9. The cutting machining center with the manipulator capable of feeding and discharging automatically as claimed in claim 8, wherein a feeding mechanism and a feeding chute are respectively arranged on two sides below the feeding slide rail, the feeding mechanism comprises a feeding cylinder and a feeding support, the feeding support is fixedly connected with the feeding slide rail and used for blocking a workpiece sliding out of the feeding slide rail, the feeding cylinder is used for pushing the workpiece blocked by the feeding support into the feeding slide rail, and an iron scrap blocking mechanism is further arranged on one side of the feeding slide rail.

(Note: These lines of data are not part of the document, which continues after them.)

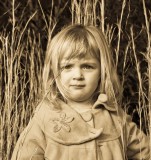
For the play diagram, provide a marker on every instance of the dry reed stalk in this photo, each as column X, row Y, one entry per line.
column 148, row 58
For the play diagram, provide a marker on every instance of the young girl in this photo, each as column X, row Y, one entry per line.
column 79, row 117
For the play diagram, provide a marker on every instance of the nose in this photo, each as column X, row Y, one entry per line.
column 77, row 74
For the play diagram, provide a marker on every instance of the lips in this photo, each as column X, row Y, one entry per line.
column 78, row 85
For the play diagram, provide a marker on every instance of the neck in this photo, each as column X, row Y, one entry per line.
column 80, row 106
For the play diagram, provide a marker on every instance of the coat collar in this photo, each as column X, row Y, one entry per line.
column 66, row 126
column 102, row 101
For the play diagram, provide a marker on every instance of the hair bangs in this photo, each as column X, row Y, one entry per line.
column 78, row 46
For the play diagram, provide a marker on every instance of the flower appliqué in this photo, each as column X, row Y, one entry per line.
column 62, row 122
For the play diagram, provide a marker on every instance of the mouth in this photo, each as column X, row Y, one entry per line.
column 78, row 86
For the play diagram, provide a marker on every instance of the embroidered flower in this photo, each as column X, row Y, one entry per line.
column 62, row 122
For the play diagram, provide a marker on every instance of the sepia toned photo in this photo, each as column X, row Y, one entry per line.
column 75, row 79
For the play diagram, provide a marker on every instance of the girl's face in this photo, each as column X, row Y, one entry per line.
column 79, row 78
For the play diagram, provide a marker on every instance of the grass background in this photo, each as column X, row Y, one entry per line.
column 25, row 29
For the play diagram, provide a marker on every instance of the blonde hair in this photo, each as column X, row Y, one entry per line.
column 77, row 41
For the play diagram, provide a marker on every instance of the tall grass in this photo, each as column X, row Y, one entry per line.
column 22, row 58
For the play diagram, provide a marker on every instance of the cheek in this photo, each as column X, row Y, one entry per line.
column 64, row 78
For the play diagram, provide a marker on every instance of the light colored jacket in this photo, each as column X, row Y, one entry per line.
column 64, row 134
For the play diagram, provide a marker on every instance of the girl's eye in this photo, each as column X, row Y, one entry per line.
column 67, row 67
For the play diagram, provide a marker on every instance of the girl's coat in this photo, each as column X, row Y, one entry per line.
column 63, row 134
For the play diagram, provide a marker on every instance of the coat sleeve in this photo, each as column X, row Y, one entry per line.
column 31, row 143
column 137, row 142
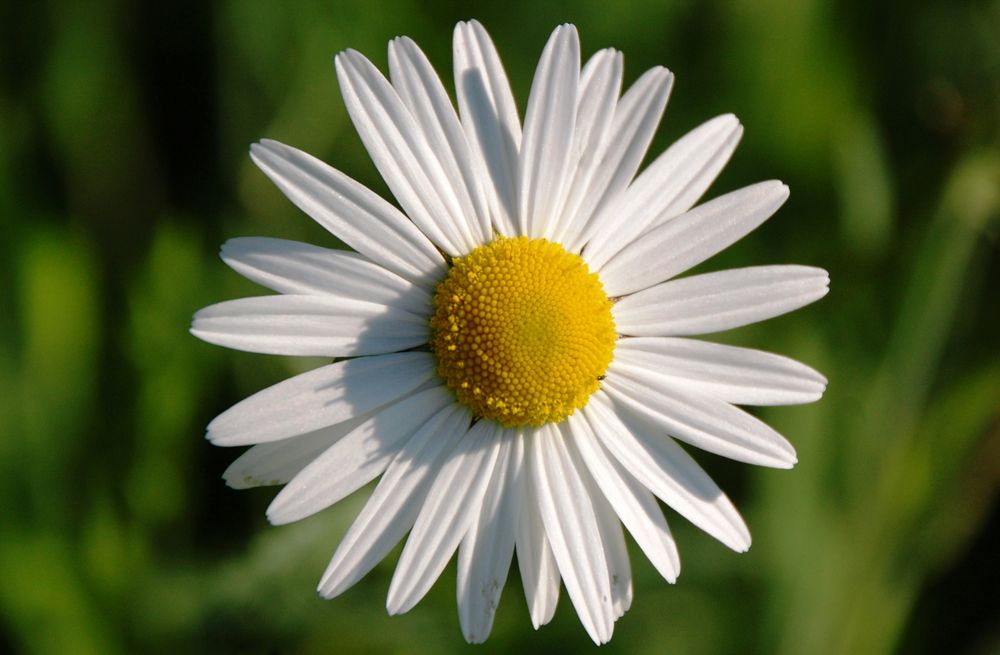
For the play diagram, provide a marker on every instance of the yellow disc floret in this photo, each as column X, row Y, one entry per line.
column 522, row 331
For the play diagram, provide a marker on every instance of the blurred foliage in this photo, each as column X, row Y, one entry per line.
column 123, row 136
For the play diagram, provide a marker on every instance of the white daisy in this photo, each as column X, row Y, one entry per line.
column 511, row 348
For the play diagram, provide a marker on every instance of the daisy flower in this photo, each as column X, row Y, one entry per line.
column 511, row 345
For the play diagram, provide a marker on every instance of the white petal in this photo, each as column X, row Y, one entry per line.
column 539, row 573
column 668, row 187
column 600, row 84
column 703, row 421
column 736, row 375
column 664, row 468
column 713, row 302
column 277, row 462
column 490, row 119
column 401, row 153
column 358, row 458
column 394, row 505
column 353, row 213
column 635, row 119
column 485, row 554
column 615, row 551
column 635, row 506
column 324, row 396
column 299, row 268
column 309, row 325
column 691, row 238
column 549, row 124
column 452, row 504
column 421, row 91
column 572, row 530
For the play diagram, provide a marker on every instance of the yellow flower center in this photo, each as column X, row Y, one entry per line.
column 522, row 331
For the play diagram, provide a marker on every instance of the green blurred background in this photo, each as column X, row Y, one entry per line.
column 124, row 130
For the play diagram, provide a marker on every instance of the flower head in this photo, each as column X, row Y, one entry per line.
column 512, row 351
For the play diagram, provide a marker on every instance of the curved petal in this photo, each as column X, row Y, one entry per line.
column 708, row 423
column 668, row 187
column 635, row 506
column 610, row 529
column 293, row 267
column 324, row 326
column 737, row 375
column 713, row 302
column 549, row 125
column 421, row 91
column 277, row 462
column 490, row 119
column 450, row 508
column 600, row 84
column 402, row 154
column 636, row 117
column 394, row 505
column 324, row 396
column 691, row 238
column 539, row 573
column 663, row 467
column 357, row 458
column 351, row 212
column 485, row 554
column 573, row 532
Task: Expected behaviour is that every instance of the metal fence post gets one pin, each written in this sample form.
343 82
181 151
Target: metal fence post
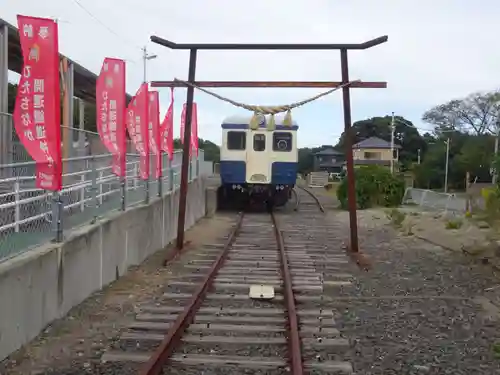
170 176
17 208
198 165
190 178
160 178
93 194
57 210
146 189
123 184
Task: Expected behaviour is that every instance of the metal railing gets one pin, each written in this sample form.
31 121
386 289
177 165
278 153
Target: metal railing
31 216
434 200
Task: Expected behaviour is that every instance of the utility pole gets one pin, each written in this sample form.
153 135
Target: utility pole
495 154
446 167
145 58
393 126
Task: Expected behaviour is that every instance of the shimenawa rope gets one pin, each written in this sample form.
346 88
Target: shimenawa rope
268 110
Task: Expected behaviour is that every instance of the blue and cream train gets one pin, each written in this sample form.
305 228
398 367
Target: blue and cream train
257 165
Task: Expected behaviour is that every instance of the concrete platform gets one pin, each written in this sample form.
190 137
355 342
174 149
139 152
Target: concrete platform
44 283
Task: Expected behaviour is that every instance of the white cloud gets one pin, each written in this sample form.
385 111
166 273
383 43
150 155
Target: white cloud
436 51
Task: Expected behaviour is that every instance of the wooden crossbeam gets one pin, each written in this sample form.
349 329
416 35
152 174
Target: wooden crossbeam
278 84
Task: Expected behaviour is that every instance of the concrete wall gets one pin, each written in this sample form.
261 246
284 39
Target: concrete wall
46 282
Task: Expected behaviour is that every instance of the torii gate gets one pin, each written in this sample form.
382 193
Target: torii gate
193 49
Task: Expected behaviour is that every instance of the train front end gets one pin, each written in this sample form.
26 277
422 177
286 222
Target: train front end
257 166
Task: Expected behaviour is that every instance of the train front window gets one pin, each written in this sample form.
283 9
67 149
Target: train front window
282 141
259 142
236 140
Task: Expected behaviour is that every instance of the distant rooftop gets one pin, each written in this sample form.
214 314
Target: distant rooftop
374 142
328 151
84 79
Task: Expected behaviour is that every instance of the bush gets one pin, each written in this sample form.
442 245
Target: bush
375 186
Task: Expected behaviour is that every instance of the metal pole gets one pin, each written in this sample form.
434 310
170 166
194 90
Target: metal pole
351 190
392 142
185 151
446 167
57 210
495 173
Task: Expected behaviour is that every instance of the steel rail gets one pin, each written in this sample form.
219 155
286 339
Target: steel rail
316 199
295 351
155 364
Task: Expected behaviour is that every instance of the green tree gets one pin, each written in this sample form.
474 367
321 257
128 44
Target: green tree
476 113
405 135
375 186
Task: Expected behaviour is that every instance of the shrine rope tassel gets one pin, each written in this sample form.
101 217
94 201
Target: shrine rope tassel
268 110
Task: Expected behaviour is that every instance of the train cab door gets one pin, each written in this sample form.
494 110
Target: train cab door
258 169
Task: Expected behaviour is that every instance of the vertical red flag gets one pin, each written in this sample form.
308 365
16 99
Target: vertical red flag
183 121
37 116
110 100
137 125
194 129
167 129
154 130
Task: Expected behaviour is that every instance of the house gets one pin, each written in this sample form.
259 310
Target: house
329 160
376 151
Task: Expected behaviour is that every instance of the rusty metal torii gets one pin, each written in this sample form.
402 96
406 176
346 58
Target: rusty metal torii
343 48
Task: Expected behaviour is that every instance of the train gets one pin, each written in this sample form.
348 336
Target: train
257 166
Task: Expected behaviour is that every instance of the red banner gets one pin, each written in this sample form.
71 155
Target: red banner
183 122
110 100
37 116
167 129
194 127
137 125
154 130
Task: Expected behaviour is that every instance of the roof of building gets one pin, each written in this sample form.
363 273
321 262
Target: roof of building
328 151
372 162
374 142
84 79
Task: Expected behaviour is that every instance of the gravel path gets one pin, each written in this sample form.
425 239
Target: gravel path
75 344
397 326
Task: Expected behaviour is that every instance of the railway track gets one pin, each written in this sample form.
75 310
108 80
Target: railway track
260 303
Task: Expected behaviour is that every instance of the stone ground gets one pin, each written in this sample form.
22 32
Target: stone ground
80 338
422 309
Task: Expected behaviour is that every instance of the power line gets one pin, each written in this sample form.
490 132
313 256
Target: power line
125 40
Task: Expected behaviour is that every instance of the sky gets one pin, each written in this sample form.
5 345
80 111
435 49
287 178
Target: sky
437 51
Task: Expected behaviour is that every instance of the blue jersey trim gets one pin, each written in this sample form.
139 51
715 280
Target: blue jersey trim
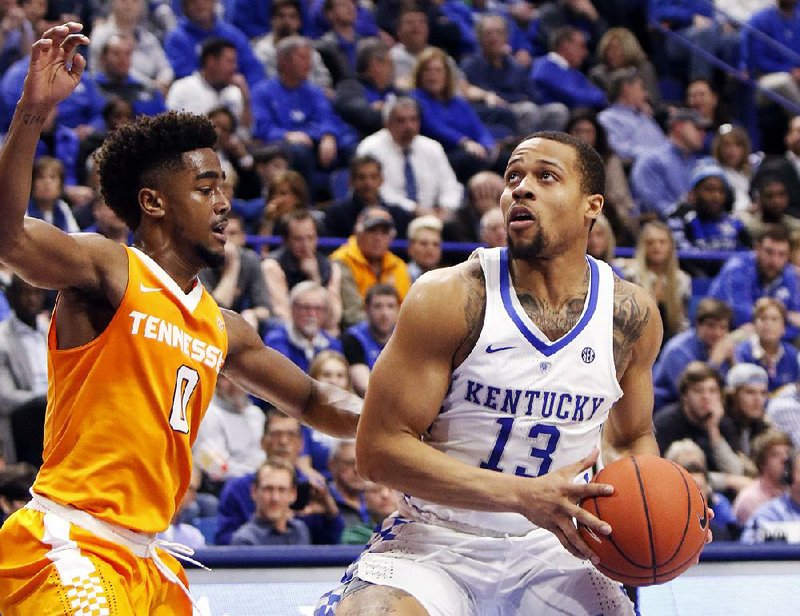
545 348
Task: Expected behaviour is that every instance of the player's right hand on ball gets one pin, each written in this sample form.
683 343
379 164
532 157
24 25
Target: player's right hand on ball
551 502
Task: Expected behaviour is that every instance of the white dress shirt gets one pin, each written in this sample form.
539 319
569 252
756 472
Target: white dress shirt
437 185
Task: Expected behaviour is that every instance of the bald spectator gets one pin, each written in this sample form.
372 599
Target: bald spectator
763 272
304 337
286 19
417 174
114 78
366 260
505 83
628 121
273 523
291 111
483 194
708 341
217 83
360 100
149 63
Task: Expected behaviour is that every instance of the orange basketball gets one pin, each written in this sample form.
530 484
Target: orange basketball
658 520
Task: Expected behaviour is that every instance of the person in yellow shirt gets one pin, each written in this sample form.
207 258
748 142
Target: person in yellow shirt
134 350
366 260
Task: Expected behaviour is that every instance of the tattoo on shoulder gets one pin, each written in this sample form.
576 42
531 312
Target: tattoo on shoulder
630 319
474 310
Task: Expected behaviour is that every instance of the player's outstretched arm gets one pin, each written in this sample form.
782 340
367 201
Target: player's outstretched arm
408 384
38 252
638 331
272 377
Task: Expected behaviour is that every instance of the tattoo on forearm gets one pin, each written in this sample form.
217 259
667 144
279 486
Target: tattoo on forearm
473 312
629 322
32 118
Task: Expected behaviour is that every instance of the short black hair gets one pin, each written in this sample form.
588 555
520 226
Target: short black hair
213 47
590 165
380 289
131 154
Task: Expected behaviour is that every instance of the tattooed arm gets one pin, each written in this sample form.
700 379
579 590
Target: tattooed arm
439 322
637 338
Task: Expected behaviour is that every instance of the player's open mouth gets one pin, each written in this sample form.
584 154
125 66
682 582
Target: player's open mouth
520 217
219 229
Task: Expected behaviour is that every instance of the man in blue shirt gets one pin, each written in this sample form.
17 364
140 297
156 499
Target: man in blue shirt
629 121
763 272
708 341
661 176
505 82
293 112
199 23
703 222
557 76
770 45
778 518
364 341
304 337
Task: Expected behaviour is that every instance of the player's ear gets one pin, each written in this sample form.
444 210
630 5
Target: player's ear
151 203
594 206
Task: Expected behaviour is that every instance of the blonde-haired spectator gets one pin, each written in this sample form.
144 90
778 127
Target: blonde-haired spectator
765 347
771 450
493 228
424 245
618 49
655 267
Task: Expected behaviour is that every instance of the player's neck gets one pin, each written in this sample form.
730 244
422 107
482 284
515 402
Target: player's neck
181 270
554 280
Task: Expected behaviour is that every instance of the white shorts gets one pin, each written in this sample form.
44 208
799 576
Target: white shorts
452 573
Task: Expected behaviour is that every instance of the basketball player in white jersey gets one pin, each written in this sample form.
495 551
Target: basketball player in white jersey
486 408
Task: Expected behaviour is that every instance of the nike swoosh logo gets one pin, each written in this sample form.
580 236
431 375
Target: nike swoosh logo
489 349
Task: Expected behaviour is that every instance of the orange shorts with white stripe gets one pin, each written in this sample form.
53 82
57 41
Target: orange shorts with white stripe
50 566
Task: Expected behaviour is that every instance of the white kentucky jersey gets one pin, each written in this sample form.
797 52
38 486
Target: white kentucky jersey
521 403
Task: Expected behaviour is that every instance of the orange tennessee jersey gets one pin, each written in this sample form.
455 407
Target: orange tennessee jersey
124 409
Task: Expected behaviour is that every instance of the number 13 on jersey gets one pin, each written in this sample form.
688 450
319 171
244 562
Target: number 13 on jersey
545 437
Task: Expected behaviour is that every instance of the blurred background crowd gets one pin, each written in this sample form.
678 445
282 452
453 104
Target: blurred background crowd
364 144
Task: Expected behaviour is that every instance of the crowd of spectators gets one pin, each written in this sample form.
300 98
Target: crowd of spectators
357 136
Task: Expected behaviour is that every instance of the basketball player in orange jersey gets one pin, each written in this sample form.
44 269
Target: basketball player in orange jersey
135 347
485 412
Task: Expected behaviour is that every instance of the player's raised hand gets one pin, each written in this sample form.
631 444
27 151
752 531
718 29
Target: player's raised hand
551 502
55 68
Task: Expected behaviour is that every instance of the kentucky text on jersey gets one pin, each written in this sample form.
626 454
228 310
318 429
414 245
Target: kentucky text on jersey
562 405
172 335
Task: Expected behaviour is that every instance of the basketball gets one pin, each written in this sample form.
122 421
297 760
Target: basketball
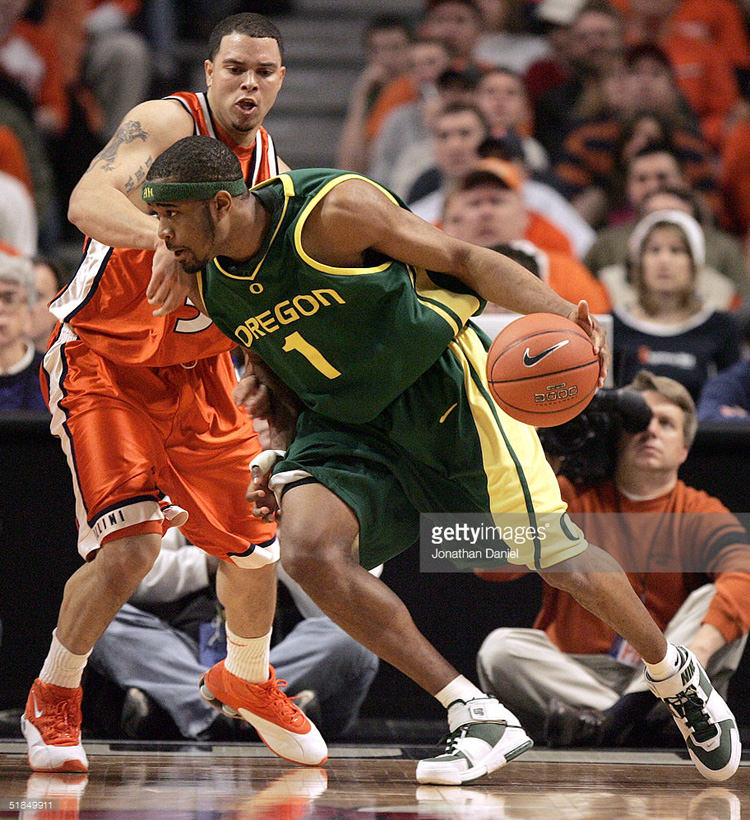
542 369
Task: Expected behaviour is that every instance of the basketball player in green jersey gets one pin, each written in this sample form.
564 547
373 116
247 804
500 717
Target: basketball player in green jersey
363 310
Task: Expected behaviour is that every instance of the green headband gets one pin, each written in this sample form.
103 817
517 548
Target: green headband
174 191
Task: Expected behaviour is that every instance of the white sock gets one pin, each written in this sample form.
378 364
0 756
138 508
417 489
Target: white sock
666 667
459 688
62 667
248 657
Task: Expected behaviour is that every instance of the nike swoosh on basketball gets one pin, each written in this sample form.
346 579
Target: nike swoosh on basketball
530 361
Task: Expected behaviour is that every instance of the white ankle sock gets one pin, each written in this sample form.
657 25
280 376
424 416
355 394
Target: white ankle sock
459 688
666 667
62 667
248 657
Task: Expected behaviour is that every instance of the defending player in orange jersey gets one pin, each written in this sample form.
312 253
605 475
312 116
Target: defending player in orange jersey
141 402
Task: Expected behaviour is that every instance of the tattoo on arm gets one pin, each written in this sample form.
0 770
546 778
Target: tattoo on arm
135 179
128 132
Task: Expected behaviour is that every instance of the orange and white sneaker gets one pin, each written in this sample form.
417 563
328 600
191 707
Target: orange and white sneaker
51 725
282 726
51 796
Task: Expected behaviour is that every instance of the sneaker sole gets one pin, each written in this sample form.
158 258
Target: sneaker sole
717 775
69 765
495 760
263 727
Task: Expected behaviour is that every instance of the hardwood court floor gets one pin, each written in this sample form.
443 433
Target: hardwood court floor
179 781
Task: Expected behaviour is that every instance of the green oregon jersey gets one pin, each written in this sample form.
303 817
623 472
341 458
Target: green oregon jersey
348 341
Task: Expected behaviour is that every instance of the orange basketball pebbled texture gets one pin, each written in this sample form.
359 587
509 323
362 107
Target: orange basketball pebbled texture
542 369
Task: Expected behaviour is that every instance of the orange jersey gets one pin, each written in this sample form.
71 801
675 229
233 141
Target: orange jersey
105 302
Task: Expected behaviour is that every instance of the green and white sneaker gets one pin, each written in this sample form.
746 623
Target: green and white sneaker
702 716
482 736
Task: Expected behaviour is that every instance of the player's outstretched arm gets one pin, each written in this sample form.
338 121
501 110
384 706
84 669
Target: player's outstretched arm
357 216
106 203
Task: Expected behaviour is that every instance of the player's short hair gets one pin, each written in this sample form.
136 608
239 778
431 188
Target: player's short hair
19 271
194 168
247 23
674 392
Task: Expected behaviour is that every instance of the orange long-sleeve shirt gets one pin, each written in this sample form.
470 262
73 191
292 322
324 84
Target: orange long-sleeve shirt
685 528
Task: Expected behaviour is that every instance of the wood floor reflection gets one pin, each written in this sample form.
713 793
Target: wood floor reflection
147 781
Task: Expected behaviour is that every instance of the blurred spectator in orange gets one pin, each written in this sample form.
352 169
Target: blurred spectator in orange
554 19
504 42
501 96
19 361
595 46
458 130
488 209
704 71
384 84
597 164
401 151
540 195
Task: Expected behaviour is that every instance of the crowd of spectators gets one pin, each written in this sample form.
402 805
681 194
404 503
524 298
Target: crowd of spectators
609 111
602 143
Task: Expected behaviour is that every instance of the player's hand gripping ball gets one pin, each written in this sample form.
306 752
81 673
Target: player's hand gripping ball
542 369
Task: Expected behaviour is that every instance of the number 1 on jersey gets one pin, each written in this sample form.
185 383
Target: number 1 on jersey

10. The cutting machining center with the robot arm capable of feeding and discharging automatically as claimed in claim 1, wherein the clamping mechanism includes a machining seat and a clamping seat, the machining seat includes a plurality of layers which are detachably connected with each other, the clamping seat is detachably fixed above the machining seat, the clamping seat is substantially box-shaped and is opened from the upper part, an opening is provided on a side wall of the clamping seat, and the height of the side wall of the clamping seat is smaller than that of the workpiece.